Recently, Governor Corbett has talked of privatizing the state parks, taking a core part of our common wealth—one residents have supported with bond referendums and avidly utilized for over a century—and stripping it of protections meant to guard the long-term benefits of mental and physical health for state residents, as well as the value to wildlife. I don’t share some people’s faith in a free market; I feel sure that putting state parks in the for-profit sector will quickly degrade the resource, as economic values trump all others.
Corbett also quickly repealed former Gov. Rendell’s policy to limit gas drilling impact in state parks. Corbett says the policy was redundant; supporters say it allowed the state to manage (not ban) the drilling impact on tourism and recreation. An article in the Pittsburgh Post-Gazette outlines the situation:
Pennsylvania has 117 state parks, 61 of them in the two-thirds of the state lying above the Marcellus Shale, a 380 million-year-old formation that might contain more than 500 trillion cubic feet of natural gas.

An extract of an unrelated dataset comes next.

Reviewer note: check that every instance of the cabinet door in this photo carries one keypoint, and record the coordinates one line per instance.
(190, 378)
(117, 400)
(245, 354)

The mineral rights — including Marcellus gas deposits — under 85 percent of that park acreage are privately owned. Courts have ruled that the so-called “mineral estate” rights are superior to surface rights in Pennsylvania, and that the owners of underground mineral rights must be given reasonable access to develop those holdings, even when they lie under parks or other publicly owned land.
So even without privatizing state parks, Pennsylvanians must struggle with what the Marcellus Shale rush will mean to our public lands heritage. We must all be flexible as well as vigilant during the shifting season of this Marcellus Shale autumn. And when I get anxious about the changes, I head for the woods and wildlands that so many people have worked to conserve and protect. Ironically, in these stressful early years of the gas boom, we need the peace of deep forests and the negative ions produced by clear running streams more than ever as places to recharge.